Simplistically, let’s take the above statistic “A randomly chosen black individual in the united states has a 72% chance of leaning democrat” at face value. So, a coin flip would be lower than 50-50 because someone of that race in that country does not have a 50 50 chance. So you would adjust the chance to 72-28 and compare that to the Facial recognition results. If you find that the results are the same, then you know that the Facial Recognition not picking up on anything beyond race. If the results are different, you know the FR is picking up on something in addition to race.

Really it is more complex than that, but fundamentally you try to say “how accurate can we be using just age, gender, and ethnicity” and use that as your controlled benchmark.

I understand what they're implying by "adjusted accuracy". My point is that I'm not sure that metric really makes sense, because "accuracy" isn't a particularly useful metric to begin with. It depends entirely on the sample distribution. "Always guess not fraud" will be 99.9% "accurate" for most use cases.

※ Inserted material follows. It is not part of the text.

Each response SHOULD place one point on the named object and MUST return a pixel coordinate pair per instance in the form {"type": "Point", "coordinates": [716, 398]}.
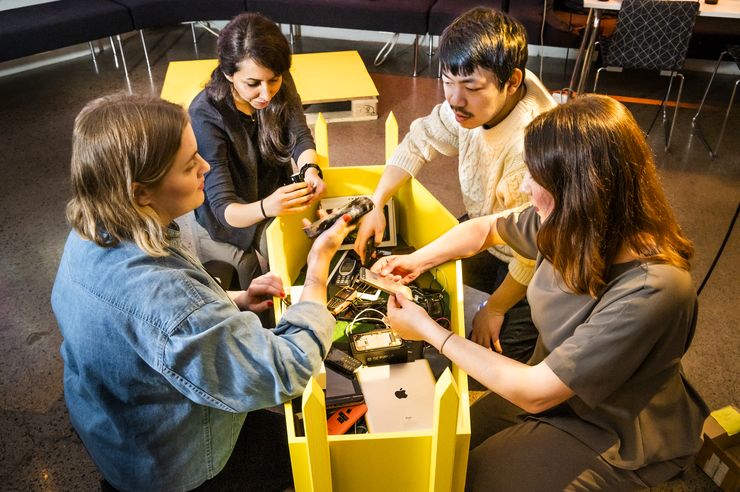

I'm asking what the literal metric is.

edit: and I don't think your explanation really works for accuracy, because accuracy isn't a relative measure, like, say, R2.

They explain: they tested predictions on pairs of faces of teh same gender, ethnicity and age. The result was 69% instead of 72% apparently.
Hmm, the actual phrasing is:

> The accuracy is expressed as AUC, or a fraction of correct guesses when distinguishing between all possible pairs of faces—one conservative and one liberal.

I've never seen something like this. Maybe this is a normal procedure?

But I would be worried that the number of old black conservative women would be really small. Seems a bit sketchy

By performing the analysis within each of those subgroups.
`f(x) = return 'Liberal'` will get you a great accuracy running the analysis within a subset of black women.
It says in the article that humans got just 55% (so 10% better than random chance) on the same test.
I wonder if that 55% is from mturk or other survey sites that can be somewhat questionable in terms of quality with how much people are paying attention versus maximizing their hourly survey earnings.
It says on a similar test - it's a reference to a different study with a different data set.
The humans are probably overthinking it. You get ~55% by assuming by answering "Biden" for everybody.
In fact, the dating site dataset was ~54% conservative according to their explanations of included data, but the point stands.
According to Wikipedia only 51.3% voted for Biden/Harris.
The dataset was not restricted to voters.
Do you have data that includes non-voters? I haven't seen any; most polls are limited to voters.
There were tons of national polls done for Trump's approval that included all adults (instead of likely or registered voters). Trump fared noticeably worse in the polls of all adults throughout his presidency.
72% is a very significant deviation from 50% though, I wasn't expecting such a result.

>The highest predictive power was afforded by head orientation (58%), followed by emotional expression (57%). Liberals tended to face the camera more directly, were more likely to express surprise, and less likely to express disgust.

Emotional expression makes some sense in hindsight but I wouldn't have though that head orientation would correlate. It's interesting to know how we betray ourselves with these minute details of body language.

Though, these seems a bit odd; how many people are expressing _disgust_ in dating profiles?
Those categorizations are opposites on a continuum of various kinds of muscle tension, notably brow scrunch muscles. Surprise is literally brow up and jaw slack, disgust involves brow scrunch and lip tightening. Facial expressions also bleed through to our experienced emotions, so going around with face scrunched a lot will MAKE you more suspicious and disgusted with things.
This is an important point - 72% is interesting, but its a 22% added to the chance to guess correctly... still interesting though
A 72% score on this scale is equivalent to confidently knowing 44% of the answers, and coin-flipping the rest.

It's doing something that untrained humans are not capable of [edited to add: although humans were apparently tested by a different method, so this is not properly comparable], but is still a failing grade by usual methods of assessing human knowledge.